Read The Sailor on the Seas of Fate Page 12


  “All cultures have similar legends. Wishful thinking, Duke Avan, that is all...”

  “But the Melniboneans had a culture unlike any others. The Melniboneans are not true men, as you well know. Their powers are superior, their knowledge far greater...”

  “It was once thus,” Elric said. “But that great power and knowledge is not mine. I have only a fragment of it...”

  “I did not seek you in Bakshaan and later in Jadmar because I believed you could verify what I have heard. I did not cross the sea to Filkhar, then to Argimiliar and at last to Pikarayd because I thought you would instantly confirm all that I have spoken of—I sought you because I think you are the only man who would wish to accompany me on a voyage which would give us the truth or falsehood to these legends once and for all.”

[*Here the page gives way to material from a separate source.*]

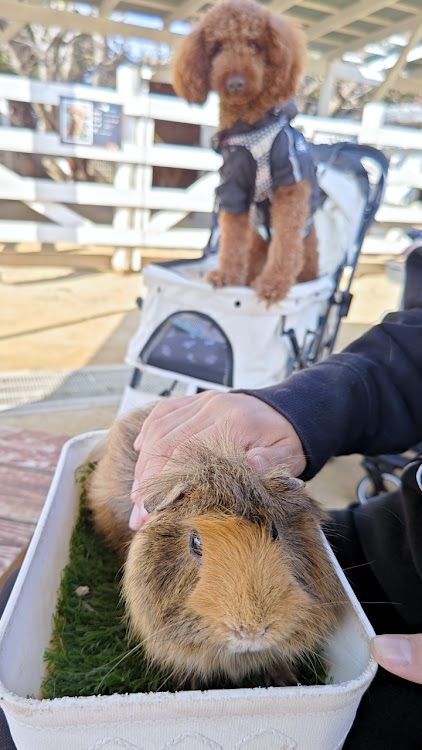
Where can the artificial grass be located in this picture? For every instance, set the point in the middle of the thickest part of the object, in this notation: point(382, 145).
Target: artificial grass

  Elric tilted his head and drained his wine cup.

  “Cannot you do that for yourself? Why should you desire my company on the expedition? From what I have heard of you, Duke Avan, you are not one who needs support in his venturings...”

  Duke Avan laughed. “I went alone to Elwher when my men deserted me in the Weeping Waste. It is not in my nature to know physical fear. But I have survived my travels this long because I have shown proper foresight and caution before setting off. Now it seems I must face dangers I cannot anticipate—sorcery, perhaps. It struck me, therefore, that I needed an ally who had some experience of fighting sorcery. And since I would have no truck with the ordinary kind of wizard such as Pang Tang spawns, you were my only choice. You seek knowledge, Prince Elric, just as I do. Indeed it could be said that if it had not been for your yearning for knowledge, your cousin would never have attempted to usurp the Ruby Throne of Melnibone...”

  “Enough of that,” Elric said bitterly. “Let's talk of this expedition. Where is the map?”

  “You will accompany me?”

  “Show me the map.”

  Duke Avan drew a scroll from his pouch. “Here it is.”

  “Where did you find it?”

  “On Melnibone.”

  “You have been there recently?” Elric felt anger rise in him. Duke Avan raised a hand. “I went there with a group of traders and I gave much for a particular casket which had been sealed, it seemed, for an eternity. Within that casket was this map.” He spread out the scroll on the table. Elric recognized the style and the script—the old High Speech of Melnibone. It was a map of part of the Western continent—more than he had ever seen on any other map. It showed a great river winding into the interior for a hundred miles or more. The river appeared to flow through a jungle and then divide into two rivers which later rejoined. The 'island' of land thus formed had a black circle marked on it. Against this circle, in the involved writing of ancient Melnibone, was the name R'lin K'ren A'a. Elric inspected the scroll carefully. It did not seem to be a forgery.

  “Is this all you found?” he asked.

  “The scroll was sealed and this was embedded in the seal,” Duke Avan said, handing something to Elric.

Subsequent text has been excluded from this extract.